There are more hotel rooms than ever in New York City, as exciting new properties continue to open their doors not only in Manhattan but in Brooklyn and the outer boroughs as well. But does that mean that New York is cheap? Well, we wouldn’t say cheap, but you can still find some deals, especially if you’re not set on a specific property or neighborhood, and if you don’t mind a few extra minutes of commuting time.
Hotels continue to slash rates based on market sensitivity—especially if you and all of those other Internet-savvy shoppers are willing to wait until the last minute. That said, if you want to stay in a specific place and the rate seems reasonable, book it—it's just as likely to go up, especially during peak seasons (spring and fall).
How to choose? The first thing to consider is location. Many New York City visitors insist on staying in the hectic Midtown area—and options are improving there—but other neighborhoods are often just as convenient. Less touristy areas, such as Gramercy, the Lower East Side, the Upper West Side—even Brooklyn—provide a more realistic sense of New York life, too.
Also consider timing: the least expensive months to book rooms in the city are January and February. If you're flexible on dates, ask the reservationist if there's a cheaper time to stay during your preferred traveling month—that way you can avoid peak dates, like Fashion Week and the New York City Marathon. Be sure to ask about possible weekend packages that could include a third night free. (The Financial District in particular can be a discount gold mine on weekends.)
Another source of bargains? Chain hotels. Many have moved into the city and charge reasonable room rates.

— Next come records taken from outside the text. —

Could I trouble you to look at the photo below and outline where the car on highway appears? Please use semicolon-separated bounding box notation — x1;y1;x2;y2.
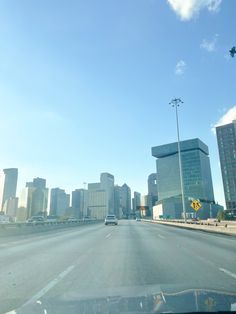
104;215;118;226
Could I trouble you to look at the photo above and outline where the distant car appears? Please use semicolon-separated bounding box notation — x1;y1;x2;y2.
27;216;45;224
104;215;118;226
67;217;77;222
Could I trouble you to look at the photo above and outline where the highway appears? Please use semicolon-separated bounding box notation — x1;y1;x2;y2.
0;220;236;313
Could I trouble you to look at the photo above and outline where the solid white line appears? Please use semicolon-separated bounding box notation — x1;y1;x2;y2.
219;268;236;279
23;265;75;306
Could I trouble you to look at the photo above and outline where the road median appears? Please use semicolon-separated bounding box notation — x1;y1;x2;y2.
142;219;236;236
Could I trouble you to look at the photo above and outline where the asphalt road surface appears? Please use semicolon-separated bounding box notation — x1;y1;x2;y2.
0;220;236;313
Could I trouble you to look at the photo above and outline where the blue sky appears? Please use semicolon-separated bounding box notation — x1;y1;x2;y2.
0;0;236;203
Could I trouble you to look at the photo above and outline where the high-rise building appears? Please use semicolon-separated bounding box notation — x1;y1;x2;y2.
33;177;46;189
50;188;70;217
114;185;122;218
17;178;48;221
147;173;158;216
216;120;236;210
0;168;18;210
152;138;220;218
100;172;114;214
88;173;115;219
114;183;131;218
71;189;88;218
132;191;141;213
121;183;131;217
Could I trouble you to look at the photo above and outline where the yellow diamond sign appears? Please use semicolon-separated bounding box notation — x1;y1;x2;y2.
191;200;202;211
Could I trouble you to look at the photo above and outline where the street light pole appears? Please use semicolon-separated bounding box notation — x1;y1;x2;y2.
170;98;186;222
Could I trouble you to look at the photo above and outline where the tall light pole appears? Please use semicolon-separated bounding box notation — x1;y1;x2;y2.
169;98;186;222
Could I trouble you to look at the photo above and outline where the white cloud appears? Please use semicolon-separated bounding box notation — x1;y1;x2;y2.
167;0;222;21
200;34;218;52
175;60;186;75
211;106;236;133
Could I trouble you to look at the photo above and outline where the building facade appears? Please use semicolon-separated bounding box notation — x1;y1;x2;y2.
147;173;158;216
50;188;70;217
216;120;236;210
152;138;222;218
71;189;88;219
17;178;48;221
0;168;18;211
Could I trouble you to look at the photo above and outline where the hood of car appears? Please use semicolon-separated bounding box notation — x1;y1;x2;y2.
11;286;236;314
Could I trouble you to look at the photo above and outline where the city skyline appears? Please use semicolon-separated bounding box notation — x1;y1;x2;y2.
0;0;236;209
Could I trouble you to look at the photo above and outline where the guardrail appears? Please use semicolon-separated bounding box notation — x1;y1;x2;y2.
142;219;236;235
0;219;103;236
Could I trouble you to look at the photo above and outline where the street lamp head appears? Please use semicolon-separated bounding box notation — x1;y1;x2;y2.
169;98;184;107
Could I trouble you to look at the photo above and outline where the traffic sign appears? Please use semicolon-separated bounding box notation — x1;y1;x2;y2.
191;200;202;211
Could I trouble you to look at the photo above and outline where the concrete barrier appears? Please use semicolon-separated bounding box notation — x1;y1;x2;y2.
0;219;103;237
142;219;236;236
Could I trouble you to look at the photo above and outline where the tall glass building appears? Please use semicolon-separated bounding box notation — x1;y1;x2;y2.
216;120;236;210
0;168;18;211
152;138;214;202
152;138;218;218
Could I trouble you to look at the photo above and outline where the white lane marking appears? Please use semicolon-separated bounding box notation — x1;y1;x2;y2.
23;265;75;306
219;268;236;279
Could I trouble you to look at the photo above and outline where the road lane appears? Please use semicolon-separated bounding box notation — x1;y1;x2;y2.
0;221;236;311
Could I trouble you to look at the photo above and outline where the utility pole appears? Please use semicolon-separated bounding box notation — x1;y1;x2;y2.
169;98;186;222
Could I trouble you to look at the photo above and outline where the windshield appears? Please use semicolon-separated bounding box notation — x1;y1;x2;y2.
0;0;236;313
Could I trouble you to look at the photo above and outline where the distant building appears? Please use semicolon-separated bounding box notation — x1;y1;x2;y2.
50;188;70;217
114;185;123;218
3;197;19;219
132;191;141;214
33;178;46;189
71;189;88;218
114;183;131;218
147;173;158;216
152;138;222;219
100;172;114;214
17;178;48;221
216;120;236;210
0;168;18;211
88;173;115;219
121;183;131;216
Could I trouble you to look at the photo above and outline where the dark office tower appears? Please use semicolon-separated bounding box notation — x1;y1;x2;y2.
71;189;88;218
0;168;18;210
152;138;222;219
121;183;131;217
147;173;158;215
50;188;70;217
216;120;236;210
33;178;46;189
132;192;141;213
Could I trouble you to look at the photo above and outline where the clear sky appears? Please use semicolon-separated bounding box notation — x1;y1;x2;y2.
0;0;236;203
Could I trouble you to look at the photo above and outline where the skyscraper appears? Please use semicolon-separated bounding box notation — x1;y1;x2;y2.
17;178;48;221
216;120;236;210
132;191;141;214
147;173;158;215
50;188;70;217
152;138;219;218
121;183;131;217
0;168;18;210
100;172;114;214
71;189;88;218
88;173;115;219
114;183;131;218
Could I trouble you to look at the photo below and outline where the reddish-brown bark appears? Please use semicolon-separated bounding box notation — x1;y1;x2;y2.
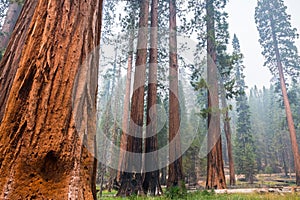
117;25;134;182
0;0;102;199
143;0;162;195
117;0;149;196
270;14;300;186
0;0;38;122
221;88;235;185
206;0;226;189
167;0;183;187
0;2;22;52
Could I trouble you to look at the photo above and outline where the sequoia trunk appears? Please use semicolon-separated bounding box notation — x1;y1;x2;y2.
270;14;300;186
0;0;102;199
0;2;22;52
167;0;183;187
206;0;226;189
117;17;135;182
118;0;149;196
0;0;38;123
143;0;162;195
221;87;235;185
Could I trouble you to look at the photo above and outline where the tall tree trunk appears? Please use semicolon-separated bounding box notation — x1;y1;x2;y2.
0;0;38;123
0;2;22;52
117;0;149;196
117;16;135;182
206;0;226;189
167;0;183;187
270;16;300;186
143;0;162;195
221;87;235;185
0;0;102;199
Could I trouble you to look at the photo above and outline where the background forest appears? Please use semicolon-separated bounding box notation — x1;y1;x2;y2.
0;0;300;199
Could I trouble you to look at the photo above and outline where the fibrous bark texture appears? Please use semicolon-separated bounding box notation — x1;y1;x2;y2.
0;0;38;122
0;2;22;51
117;0;149;196
143;0;162;195
0;0;102;199
167;0;183;187
206;0;226;189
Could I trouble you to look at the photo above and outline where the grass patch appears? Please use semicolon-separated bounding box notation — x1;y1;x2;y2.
99;190;300;200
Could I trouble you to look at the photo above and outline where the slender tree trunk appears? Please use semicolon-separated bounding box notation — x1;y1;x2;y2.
107;45;121;192
0;0;102;199
167;0;183;187
117;0;149;196
270;16;300;186
221;87;235;185
160;167;167;185
117;20;135;182
0;2;22;52
0;0;38;123
206;0;226;189
143;0;162;195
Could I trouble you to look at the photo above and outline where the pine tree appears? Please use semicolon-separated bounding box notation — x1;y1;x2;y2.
167;0;183;187
255;0;300;185
0;0;102;199
232;35;255;183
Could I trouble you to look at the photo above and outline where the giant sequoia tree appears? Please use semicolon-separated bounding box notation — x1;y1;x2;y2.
118;0;149;196
167;0;183;187
255;0;300;185
232;35;255;183
0;1;22;53
206;0;226;189
0;0;102;199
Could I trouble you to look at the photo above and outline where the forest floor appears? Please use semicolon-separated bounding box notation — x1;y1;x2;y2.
98;174;300;200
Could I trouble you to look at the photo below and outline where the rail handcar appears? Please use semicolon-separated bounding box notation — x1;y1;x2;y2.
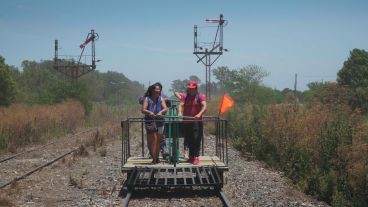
121;100;229;206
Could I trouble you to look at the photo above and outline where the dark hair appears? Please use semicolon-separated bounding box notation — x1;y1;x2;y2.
144;82;162;97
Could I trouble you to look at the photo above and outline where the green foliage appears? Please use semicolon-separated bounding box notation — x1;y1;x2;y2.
337;49;368;112
0;56;16;106
213;65;284;104
5;60;144;115
337;48;368;88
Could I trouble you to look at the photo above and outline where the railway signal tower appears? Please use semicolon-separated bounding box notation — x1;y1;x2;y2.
193;14;228;100
53;30;100;79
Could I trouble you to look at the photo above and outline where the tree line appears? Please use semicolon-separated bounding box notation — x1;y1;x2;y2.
0;56;144;112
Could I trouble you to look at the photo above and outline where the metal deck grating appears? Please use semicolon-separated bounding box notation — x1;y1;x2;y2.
127;166;223;189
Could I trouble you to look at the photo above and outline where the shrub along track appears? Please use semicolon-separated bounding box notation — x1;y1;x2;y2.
0;127;327;207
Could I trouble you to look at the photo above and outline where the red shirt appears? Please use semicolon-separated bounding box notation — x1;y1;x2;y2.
180;93;206;116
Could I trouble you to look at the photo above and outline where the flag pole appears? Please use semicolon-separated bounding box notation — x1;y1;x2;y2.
217;92;225;118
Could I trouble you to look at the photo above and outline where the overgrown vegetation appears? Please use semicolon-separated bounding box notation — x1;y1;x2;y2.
209;49;368;207
0;101;84;150
0;56;143;151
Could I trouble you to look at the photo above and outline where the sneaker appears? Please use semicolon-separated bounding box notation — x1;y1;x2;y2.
162;152;169;160
191;156;199;165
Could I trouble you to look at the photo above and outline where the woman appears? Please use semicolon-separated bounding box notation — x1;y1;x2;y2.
142;83;167;164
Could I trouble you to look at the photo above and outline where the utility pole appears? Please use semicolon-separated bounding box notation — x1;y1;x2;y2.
53;29;101;79
193;14;228;100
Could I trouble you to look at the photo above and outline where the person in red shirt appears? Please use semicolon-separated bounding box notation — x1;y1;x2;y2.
178;81;207;165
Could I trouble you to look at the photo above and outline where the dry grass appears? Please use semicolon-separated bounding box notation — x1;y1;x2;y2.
0;101;84;151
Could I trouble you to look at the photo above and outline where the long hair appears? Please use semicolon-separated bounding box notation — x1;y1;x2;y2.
144;82;162;97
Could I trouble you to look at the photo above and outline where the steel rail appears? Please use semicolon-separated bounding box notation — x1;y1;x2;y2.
0;128;95;163
0;149;78;189
218;190;232;207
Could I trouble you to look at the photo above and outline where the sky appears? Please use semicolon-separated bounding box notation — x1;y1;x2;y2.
0;0;368;91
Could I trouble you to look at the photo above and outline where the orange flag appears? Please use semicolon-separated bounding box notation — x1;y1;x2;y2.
219;94;234;114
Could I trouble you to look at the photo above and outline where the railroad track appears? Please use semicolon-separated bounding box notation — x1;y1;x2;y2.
0;128;95;163
120;188;232;207
0;149;78;189
0;128;96;189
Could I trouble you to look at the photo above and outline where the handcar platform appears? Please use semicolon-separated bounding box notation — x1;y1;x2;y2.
121;156;229;172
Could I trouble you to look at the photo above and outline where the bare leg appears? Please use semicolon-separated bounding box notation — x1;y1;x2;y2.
147;132;154;158
151;132;160;161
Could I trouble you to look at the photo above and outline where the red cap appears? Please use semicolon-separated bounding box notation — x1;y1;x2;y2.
187;81;198;88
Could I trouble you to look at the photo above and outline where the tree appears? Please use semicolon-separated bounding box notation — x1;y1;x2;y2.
0;56;16;106
337;48;368;112
213;65;268;102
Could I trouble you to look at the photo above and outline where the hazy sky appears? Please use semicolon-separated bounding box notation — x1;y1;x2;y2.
0;0;368;90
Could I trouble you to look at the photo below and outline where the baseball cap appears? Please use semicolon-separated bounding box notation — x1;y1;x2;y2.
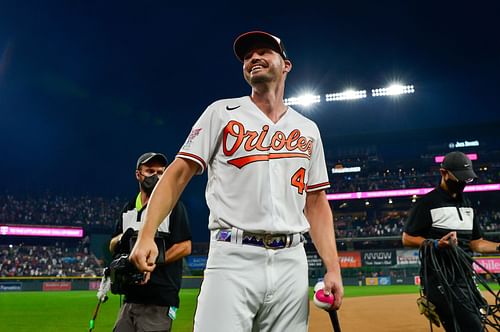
441;151;477;182
136;152;168;169
233;31;288;62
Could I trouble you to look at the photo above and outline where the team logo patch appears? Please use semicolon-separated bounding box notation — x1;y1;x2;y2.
183;128;203;149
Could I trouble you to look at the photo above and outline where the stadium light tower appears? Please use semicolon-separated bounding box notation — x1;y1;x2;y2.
372;84;415;97
325;89;366;101
284;94;321;107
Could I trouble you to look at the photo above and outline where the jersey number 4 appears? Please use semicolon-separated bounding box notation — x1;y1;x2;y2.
290;167;306;195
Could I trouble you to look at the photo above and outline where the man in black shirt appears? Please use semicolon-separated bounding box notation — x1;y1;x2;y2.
109;152;191;332
403;152;499;332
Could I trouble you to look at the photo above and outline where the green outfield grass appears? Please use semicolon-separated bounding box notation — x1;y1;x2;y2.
0;285;498;332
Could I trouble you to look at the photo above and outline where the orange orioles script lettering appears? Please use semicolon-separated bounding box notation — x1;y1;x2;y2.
223;120;312;168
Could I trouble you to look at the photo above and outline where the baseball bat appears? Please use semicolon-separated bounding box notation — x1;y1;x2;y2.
328;310;341;332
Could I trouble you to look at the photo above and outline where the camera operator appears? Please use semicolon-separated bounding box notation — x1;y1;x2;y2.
109;152;191;332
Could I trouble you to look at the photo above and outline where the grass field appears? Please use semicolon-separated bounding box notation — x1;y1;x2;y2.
0;286;426;332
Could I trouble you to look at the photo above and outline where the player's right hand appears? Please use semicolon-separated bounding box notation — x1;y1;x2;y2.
129;237;158;272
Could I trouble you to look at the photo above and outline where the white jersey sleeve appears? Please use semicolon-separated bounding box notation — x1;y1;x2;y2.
306;127;330;192
177;102;222;174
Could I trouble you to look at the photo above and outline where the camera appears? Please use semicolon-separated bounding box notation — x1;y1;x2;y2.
109;255;144;294
108;228;165;294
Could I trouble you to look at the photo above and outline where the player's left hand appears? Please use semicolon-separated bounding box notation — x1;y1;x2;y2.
323;271;344;310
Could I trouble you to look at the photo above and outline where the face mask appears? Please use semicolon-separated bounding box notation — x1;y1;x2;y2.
446;179;466;194
141;174;160;195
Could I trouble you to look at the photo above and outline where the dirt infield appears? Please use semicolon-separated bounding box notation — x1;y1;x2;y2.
309;294;444;332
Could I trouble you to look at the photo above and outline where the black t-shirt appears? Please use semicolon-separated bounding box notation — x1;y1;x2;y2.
113;199;191;307
404;186;483;250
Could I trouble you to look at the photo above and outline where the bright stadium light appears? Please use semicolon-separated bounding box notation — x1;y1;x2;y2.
372;84;415;97
325;90;366;101
284;94;321;106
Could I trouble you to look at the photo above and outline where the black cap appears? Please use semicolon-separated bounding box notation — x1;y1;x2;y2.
441;151;477;182
136;152;168;169
233;31;288;62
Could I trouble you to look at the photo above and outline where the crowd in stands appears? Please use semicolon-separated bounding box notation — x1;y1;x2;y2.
329;168;500;193
0;194;125;232
0;240;103;277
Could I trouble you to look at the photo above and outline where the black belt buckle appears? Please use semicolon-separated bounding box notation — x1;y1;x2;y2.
262;234;288;249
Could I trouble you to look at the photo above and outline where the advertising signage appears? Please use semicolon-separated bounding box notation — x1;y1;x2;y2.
338;251;361;268
361;250;396;266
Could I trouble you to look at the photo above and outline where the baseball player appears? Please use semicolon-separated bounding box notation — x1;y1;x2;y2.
131;31;343;332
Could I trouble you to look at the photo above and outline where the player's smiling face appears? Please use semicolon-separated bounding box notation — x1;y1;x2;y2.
243;46;287;86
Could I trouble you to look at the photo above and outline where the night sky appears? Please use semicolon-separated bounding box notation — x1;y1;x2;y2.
0;1;500;237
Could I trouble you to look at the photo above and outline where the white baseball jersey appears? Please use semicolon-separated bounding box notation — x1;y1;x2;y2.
177;96;330;233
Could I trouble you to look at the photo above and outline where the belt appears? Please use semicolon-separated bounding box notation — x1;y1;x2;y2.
215;228;304;249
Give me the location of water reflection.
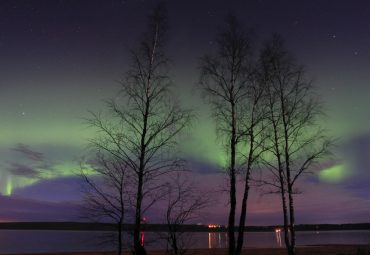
[208,232,227,249]
[275,228,282,247]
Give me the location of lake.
[0,230,370,254]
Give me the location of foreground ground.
[5,245,370,255]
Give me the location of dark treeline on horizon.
[0,222,370,232]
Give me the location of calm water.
[0,230,370,253]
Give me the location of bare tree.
[200,16,263,255]
[165,174,210,255]
[85,3,192,254]
[81,152,130,255]
[260,35,331,255]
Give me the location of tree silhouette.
[260,35,331,255]
[85,3,192,254]
[165,174,209,255]
[200,15,263,254]
[81,152,130,255]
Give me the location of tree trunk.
[235,166,250,255]
[117,221,122,255]
[228,99,237,255]
[288,185,295,255]
[281,191,291,255]
[134,171,143,254]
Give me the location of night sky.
[0,0,370,225]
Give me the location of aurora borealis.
[0,0,370,225]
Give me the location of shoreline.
[0,244,370,255]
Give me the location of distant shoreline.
[0,222,370,232]
[1,244,370,255]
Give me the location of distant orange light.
[208,224,220,228]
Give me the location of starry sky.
[0,0,370,225]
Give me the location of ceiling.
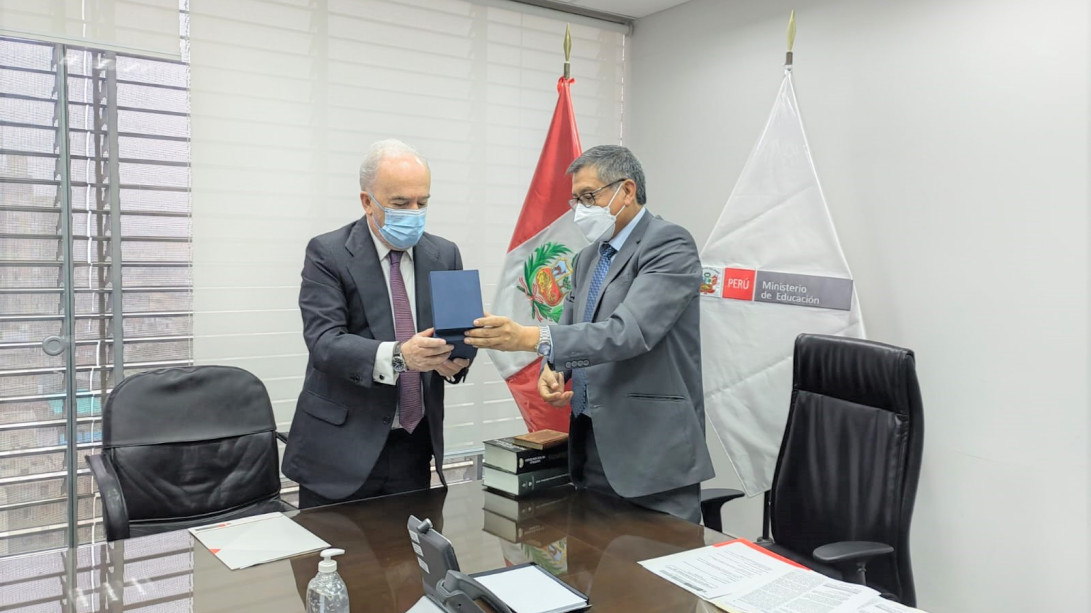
[545,0,687,19]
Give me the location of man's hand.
[435,358,470,378]
[401,328,457,372]
[466,313,538,351]
[538,364,572,409]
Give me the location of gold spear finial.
[564,24,572,79]
[784,9,795,68]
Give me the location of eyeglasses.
[568,178,628,208]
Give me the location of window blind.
[0,37,192,555]
[0,0,180,59]
[190,0,626,455]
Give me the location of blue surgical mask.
[368,192,425,251]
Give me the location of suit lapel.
[585,213,651,321]
[345,217,394,340]
[412,235,446,330]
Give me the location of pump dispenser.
[307,549,349,613]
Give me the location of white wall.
[628,0,1091,613]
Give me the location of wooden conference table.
[0,482,727,613]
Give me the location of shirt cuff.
[371,340,398,385]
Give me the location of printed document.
[190,513,329,570]
[640,539,920,613]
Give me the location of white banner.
[700,71,864,496]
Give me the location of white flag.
[700,70,864,496]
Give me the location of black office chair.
[86,365,295,541]
[702,334,924,606]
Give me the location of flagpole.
[564,24,572,80]
[784,9,795,72]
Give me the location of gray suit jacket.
[283,217,466,500]
[550,212,714,497]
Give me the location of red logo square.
[723,268,754,300]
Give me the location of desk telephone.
[407,515,514,613]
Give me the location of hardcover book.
[482,466,570,496]
[513,430,568,449]
[482,488,570,521]
[484,436,568,474]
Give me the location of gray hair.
[564,145,648,204]
[360,139,431,192]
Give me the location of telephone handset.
[407,515,514,613]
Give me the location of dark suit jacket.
[550,211,714,497]
[283,217,466,500]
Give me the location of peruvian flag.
[489,76,587,432]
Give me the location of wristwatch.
[538,326,553,359]
[391,342,409,373]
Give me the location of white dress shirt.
[368,224,416,430]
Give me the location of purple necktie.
[391,251,424,433]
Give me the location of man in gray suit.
[284,140,469,507]
[467,146,714,521]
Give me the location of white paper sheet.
[475,564,587,613]
[640,539,920,613]
[190,513,329,572]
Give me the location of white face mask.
[573,181,625,242]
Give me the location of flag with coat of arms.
[489,76,588,432]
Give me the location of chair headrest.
[103,365,276,447]
[792,334,920,416]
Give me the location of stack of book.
[482,430,568,496]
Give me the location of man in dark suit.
[284,140,469,507]
[467,145,714,522]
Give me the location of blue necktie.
[572,242,618,416]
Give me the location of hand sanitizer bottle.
[307,549,349,613]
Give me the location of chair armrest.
[700,488,744,532]
[813,541,894,564]
[84,454,129,541]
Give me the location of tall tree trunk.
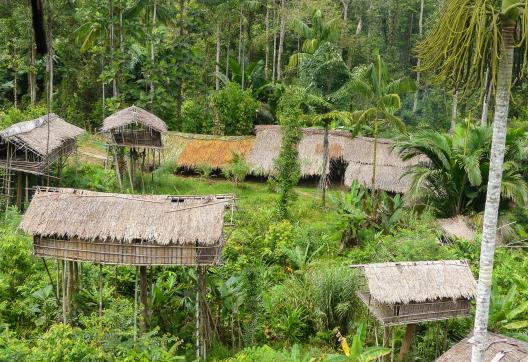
[28,41,37,106]
[139,265,148,331]
[480,68,491,126]
[13,45,18,108]
[413,0,424,113]
[238,4,244,64]
[264,1,269,79]
[150,0,157,107]
[319,121,329,208]
[277,0,286,80]
[471,26,515,362]
[449,90,458,133]
[215,21,222,91]
[271,0,278,85]
[108,0,117,97]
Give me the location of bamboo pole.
[139,265,148,331]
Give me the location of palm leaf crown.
[415,0,528,94]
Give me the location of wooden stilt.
[62,260,68,324]
[139,265,148,331]
[398,323,416,361]
[99,264,103,317]
[134,267,139,341]
[16,171,23,210]
[68,261,75,316]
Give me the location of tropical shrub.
[211,82,259,135]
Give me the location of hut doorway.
[328,157,348,186]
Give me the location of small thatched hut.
[248,125,418,193]
[168,132,255,169]
[0,113,84,175]
[355,260,476,326]
[436,332,528,362]
[438,216,475,241]
[102,106,167,148]
[20,188,233,266]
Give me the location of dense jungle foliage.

In addition to favorites like the Sheraton, Hilton, and Hyatt brands, there are Best Westerns, Days Inns, and Comfort Inns. These rates aren't as low as you find outside Manhattan, but they're certainly getting closer.
Need a Reservation?
Hotel reservations are a necessity when planning your trip to New York. Competition for clients also means properties must undergo frequent improvements, especially during July and August, so when booking, ask about any renovations, lest you get a room within earshot of noisy construction, or temporarily (and inconveniently) without amenities such as room service or spa access.
Unless otherwise noted, all hotels listed have private baths, central heating, air-conditioning, and private phones. Many now have wireless Internet (Wi-Fi) available, though it's not always free. Most large hotels have video or high-speed checkout capability, and many can arrange babysitting. Pools are a rarity, but most properties have gyms or health clubs, and sometimes full-scale spas; hotels without facilities usually have arrangements for guests at nearby gyms, sometimes for a fee.
Despite the Americans with Disabilities Act (ADA), the level of accessibility seems to differ from hotel to hotel. Some properties may be accessible by ADA standards for people with mobility disabilities, but not for people with hearing or vision impairments, for example.
If you have a hearing impairment, check whether the hotel has devices to alert you visually to the ring of the telephone, a knock at the door, and a fire/emergency alarm.
If you're bringing a service dog, you're not required to let the hotel staff know ahead of time (they must accommodate your service dog regardless); however, you may wish to notify them in advance as a courtesy.
New York has gone to great lengths to attract family vacationers, and hotels have followed the family-friendly trend. Some properties provide such diversions as in-room video games. Most full-service Manhattan hotels provide babysitting, and stroller rental, but be sure to make these arrangements when booking, not when you arrive. New York City hotel rooms are smaller than average, and some may not accommodate roll-away beds even though many hotels offer them. Most hotel rooms in New York City have a maximum number of legal occupants, so check with the hotel instead of making assumptions.
What About an Apartment Rental?
Many people looking to save money on accommodations look for apartments to rent on a short-term basis. Whether you use AirBnB or some other platform, understand that apartment rentals of non-owner-occupied units for less than 30 days are illegal in New York City (and often prohibited by building regulations). Scams are common, so if you rent an apartment, take special care to rent in a way that you are fully covered if something goes wrong. Always pay with a credit card, and never wire money. Ever. Most listed apartments in New York City are illegal. You can legally rent a room in an occupied apartment or house but generally not the full unit for your own private use.
Does Size Matter?
If room size is important to you, ask how many square feet a room has, not just if it's big. A hotel room in New York is considered large if it's 500 square feet. Very large rooms are 600 square feet. To stay anywhere larger, book a multiroom suite. Small rooms are a tight 150–200 square feet, sometimes less.
There's no denying that New York City hotels are expensive, but rates run the full range. For high-end hotels like the Mandarin Oriental at Central Park, prices start at $795 a night for a standard room in high season, which runs from September through December. At the lower end of the spending spectrum, a bunk at the Jane starts at $99 for a single. But don't be put off by the prices printed here—many hotels slash their rates significantly for promotions and online-only deals.